Currently I work in an environment where we have a specific TSM instance for a large SAP DB (99TB currently). We just upgraded the drives in the tape library (yes we use tape! I know...I know....) from MagStar 3592 TS1130 (E06) drives to TS1140 (E07) drives. The upgrade was pushed in hopes of a jump in write/backup performance, but I was skeptical. TSM adds so much overhead you cannot use the RAW tape read/write numbers from any manufacturer. Typically IBM is somewhat reasonable with their numbers, but in this case I have seen NO performance increase what-so-ever.  Here is a query of the processes for storage pool backup.

UPDATE (04/04/2014):  Let me give you some more specs, we have the 99TB DB split between 4 TSM Storage Agents each having 4 8Gb HBA's. Each storage agent runs 4 sessions (allocates 4 drives) for their backup process. So all 4 storage agents account for 16 simultaneous sessions and it still takes over 24 hours to perform the 99TB backup. The backups are averaging around 70-78MB/sec. Is this a TSM overhead issue or do I have a tuning issue with the TDP and TSM? I'm getting less than 50% of the throughput I should see.
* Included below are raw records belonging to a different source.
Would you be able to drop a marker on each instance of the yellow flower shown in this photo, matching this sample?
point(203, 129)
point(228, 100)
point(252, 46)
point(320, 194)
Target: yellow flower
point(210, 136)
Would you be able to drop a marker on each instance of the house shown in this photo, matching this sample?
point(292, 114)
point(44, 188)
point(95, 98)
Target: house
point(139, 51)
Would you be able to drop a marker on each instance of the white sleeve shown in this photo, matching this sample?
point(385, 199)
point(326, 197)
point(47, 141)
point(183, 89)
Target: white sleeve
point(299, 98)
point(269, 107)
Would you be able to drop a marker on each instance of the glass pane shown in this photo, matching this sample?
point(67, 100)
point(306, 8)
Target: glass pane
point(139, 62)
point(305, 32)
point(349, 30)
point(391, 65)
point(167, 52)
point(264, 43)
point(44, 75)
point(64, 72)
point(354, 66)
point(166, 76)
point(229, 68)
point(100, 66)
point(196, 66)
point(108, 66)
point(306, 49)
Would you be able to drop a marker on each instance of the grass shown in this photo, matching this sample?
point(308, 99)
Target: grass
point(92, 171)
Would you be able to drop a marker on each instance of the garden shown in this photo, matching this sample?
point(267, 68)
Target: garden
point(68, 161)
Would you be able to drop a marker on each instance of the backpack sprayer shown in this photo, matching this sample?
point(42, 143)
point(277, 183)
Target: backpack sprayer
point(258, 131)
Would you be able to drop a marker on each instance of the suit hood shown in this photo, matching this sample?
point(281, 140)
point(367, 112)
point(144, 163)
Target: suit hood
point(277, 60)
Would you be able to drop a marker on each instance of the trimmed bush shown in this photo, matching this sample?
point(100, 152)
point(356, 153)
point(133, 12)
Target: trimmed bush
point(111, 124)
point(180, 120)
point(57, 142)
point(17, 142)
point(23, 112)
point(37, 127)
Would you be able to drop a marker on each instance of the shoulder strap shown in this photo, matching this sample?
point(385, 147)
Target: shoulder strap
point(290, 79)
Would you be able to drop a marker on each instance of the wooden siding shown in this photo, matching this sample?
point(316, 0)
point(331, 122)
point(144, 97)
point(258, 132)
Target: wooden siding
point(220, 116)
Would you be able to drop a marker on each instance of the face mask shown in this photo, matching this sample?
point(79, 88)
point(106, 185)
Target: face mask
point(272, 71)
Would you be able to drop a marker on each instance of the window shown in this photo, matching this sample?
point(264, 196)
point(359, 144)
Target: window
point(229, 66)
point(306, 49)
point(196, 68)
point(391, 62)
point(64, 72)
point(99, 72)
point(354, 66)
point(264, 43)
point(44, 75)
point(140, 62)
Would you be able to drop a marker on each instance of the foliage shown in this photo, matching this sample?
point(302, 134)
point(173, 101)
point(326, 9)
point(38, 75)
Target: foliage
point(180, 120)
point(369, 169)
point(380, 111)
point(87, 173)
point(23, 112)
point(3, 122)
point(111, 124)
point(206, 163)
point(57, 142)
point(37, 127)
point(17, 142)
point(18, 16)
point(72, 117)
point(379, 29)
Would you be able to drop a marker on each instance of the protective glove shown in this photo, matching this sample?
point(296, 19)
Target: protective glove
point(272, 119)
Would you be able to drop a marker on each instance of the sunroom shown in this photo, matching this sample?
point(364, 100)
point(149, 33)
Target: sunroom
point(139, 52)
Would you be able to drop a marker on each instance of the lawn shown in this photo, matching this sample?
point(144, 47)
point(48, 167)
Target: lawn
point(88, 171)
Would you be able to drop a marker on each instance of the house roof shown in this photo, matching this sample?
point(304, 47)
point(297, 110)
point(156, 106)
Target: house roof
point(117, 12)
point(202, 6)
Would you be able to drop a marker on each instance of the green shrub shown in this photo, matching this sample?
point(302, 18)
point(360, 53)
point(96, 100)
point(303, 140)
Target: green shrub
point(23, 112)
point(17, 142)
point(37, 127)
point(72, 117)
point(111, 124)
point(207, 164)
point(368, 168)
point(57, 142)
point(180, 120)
Here's the command that is run to execute the DB backup:

ksh -c export DB2NODE=7 ; db2 "backup db DB8   LOAD /usr/tivoli/tsm/tdp_r3/db264/libtdpdb264.a OPEN 4 SESSIONS OPTIONS /db2/DB8/dbs/tsm_config/vendor.env.7 WITH 14 BUFFERS BUFFER 1024 PARALLELISM 8 WITHOUT PROMPTING" ; echo BACKUP_RC=$?

PROCESS_NUM: 2667
    PROCESS: Backup Storage Pool
 START_TIME: 03-27 23:21:54
   DURATION: 00 23:20:13
      BYTES: 6.0TB
 AVG_THRPUT: 75.87 MB/s

PROCESS_NUM: 2668
    PROCESS: Backup Storage Pool
 START_TIME: 03-27 23:21:55
   DURATION: 00 23:20:12
      BYTES: 6.2TB
 AVG_THRPUT: 78.48 MB/s

PROCESS_NUM: 2669
    PROCESS: Backup Storage Pool
 START_TIME: 03-27 23:21:55
   DURATION: 00 23:20:12
      BYTES: 6.2TB
 AVG_THRPUT: 77.99 MB/s

PROCESS_NUM: 2670
    PROCESS: Backup Storage Pool
 START_TIME: 03-27 23:21:55
   DURATION: 00 23:20:12
      BYTES: 6.4TB
 AVG_THRPUT: 80.13 MB/s

I average anywhere from 75 to 80 MB/sec.  Here is the Magstar performance chart. I am using JB media, not JC so I do take a little hit in performance for that.










So with JB media I could get as high as 200MB/sec but I am not even 50% of that number.  Is there any specific tuning parameter I should look at that could be hindering the performance? 

FYI - The backup of the 99TB DB runs LAN-Free using 16 tape drives over 26 hrs.

4 comments:

  1. What is the HBA count and line speeds? Assuming an average 2:1 compression, a single drive is capable of 400MB/s, which is almost the full bandwidth of a 4gb FC connection. If you have more than one drive going through the same san connection, the TS1140 will need to step down its speed if the line gets saturated. 74MB/s is the lowest streaming speed that it can handle with JB media.
    It looks like your backup stg was run with 4 processes. Any performance difference when you just run a single job?

    ReplyDelete
  2. Yeah, 99TB in 26 hrs is about 8 Gb/s. Sounds like you hit an HBA or SAN fabric limit.

    ReplyDelete
  3. I updated the story with more details.

    ReplyDelete
  4. OK, so there’s a whole slew of possible problems - time to start tracing the path that the data takes. Each storage agent reads from disk, yes? Is it internal or external disk? JBOD or raid array? How is it attached - fibre channel to a 16x PCIe slot, SCSI320, onboard SATA II, your friend’s NAS, etc? If more than one disk controller, are they on separate PCIe busses?
    Next look at CPU and RAM usage on each storage agent, via “top”, “monitor”, etc. If this is old hardware, or part of a VM or LPAR, you may have hit a limit there.
    Then the data goes out on the SAN via 4 8Gb HBAs. Separate PCI (or whatever) busses? What’s the SAN fabric like - do all HBAs and tape drives plug into one switch or director? Is every switch 8 Gb capable? Does each storage agent have 4 dedicated tape drives, or can they see all 16? Are you using multi path and Atape load balancing?
    Are you dizzy yet? I think I am.

    ReplyDelete